[Top][All Lists]
[Date Prev][Date Next][Thread Prev][Thread Next][Date Index][Thread Index]
Re: [DotGNU]UCS4 support in Xml
From: |
Rhys Weatherley |
Subject: |
Re: [DotGNU]UCS4 support in Xml |
Date: |
Mon, 10 Mar 2003 19:01:33 +1000 |
User-agent: |
KMail/1.4.3 |
On Monday 10 March 2003 10:19 am, minddog wrote:
> Hey,
> I just added the internal XmlStreamReader class that will complement the
> normal IO StreamReader for UCS4 support. Heres my question though, should
> we make all handling of the encoding portations of XmlStreamReader,
> UCS4Encoding instead of Encoding? I'm not very educated on this subject,
> but UCS4 is basically a larger set of characters opposed to UCS2. Is it
> 16bit for UCS2 and 32bit for UCS4 ? Some help here might answer my own
> questions =) Thanks.
UCS-2 is the character format that is used by most of C#, and that should be
the standard way to process characters internally within the XML code.

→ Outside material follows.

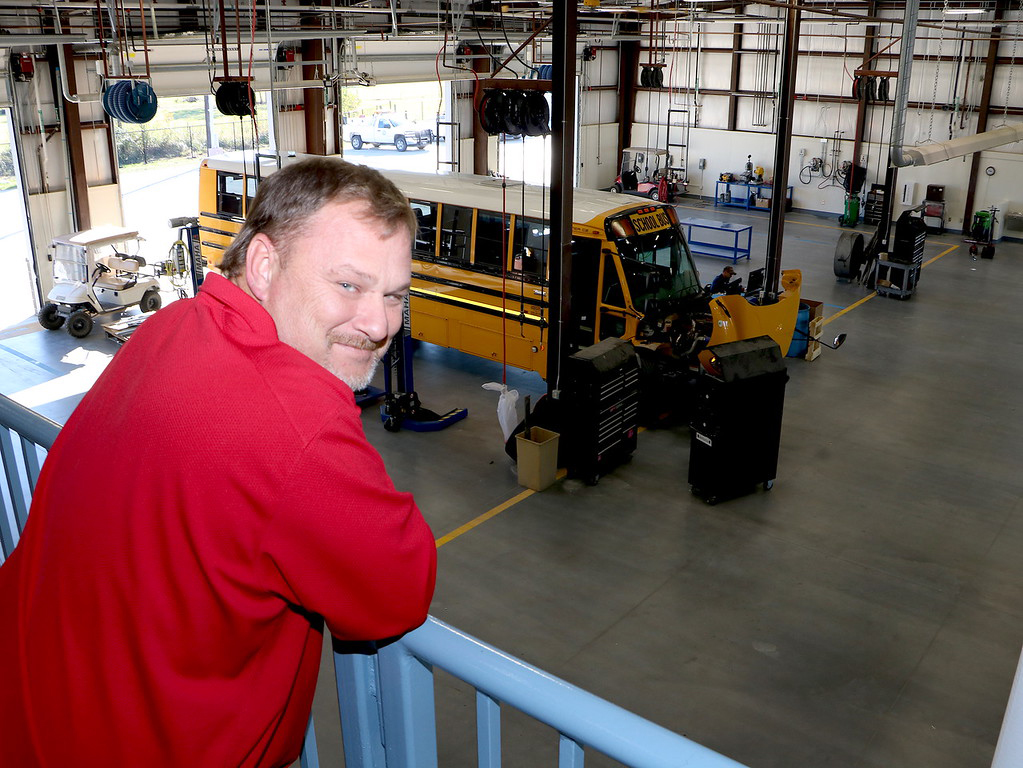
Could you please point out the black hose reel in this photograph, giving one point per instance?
(130, 101)
(513, 111)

All of the important UCS-4 characters can be represented in UCS-2, either
directly as 16-bit values, or as pairs of 16-bit values (called surrogates).
This gives an effective character set size of about 20 bits, which is pretty
huge (over 1 million characters).
The UCS4Encoding class already takes care of converting 32-bit sequences into
16-bit UCS-2 on the fly, inserting surrogates where necessary. You should
stick to UCS-2 everywhere else in the XML code, including in XmlStreamReader.
It isn't worth using UCS-4 as the standard character set elsewhere.
Cheers,
Rhys.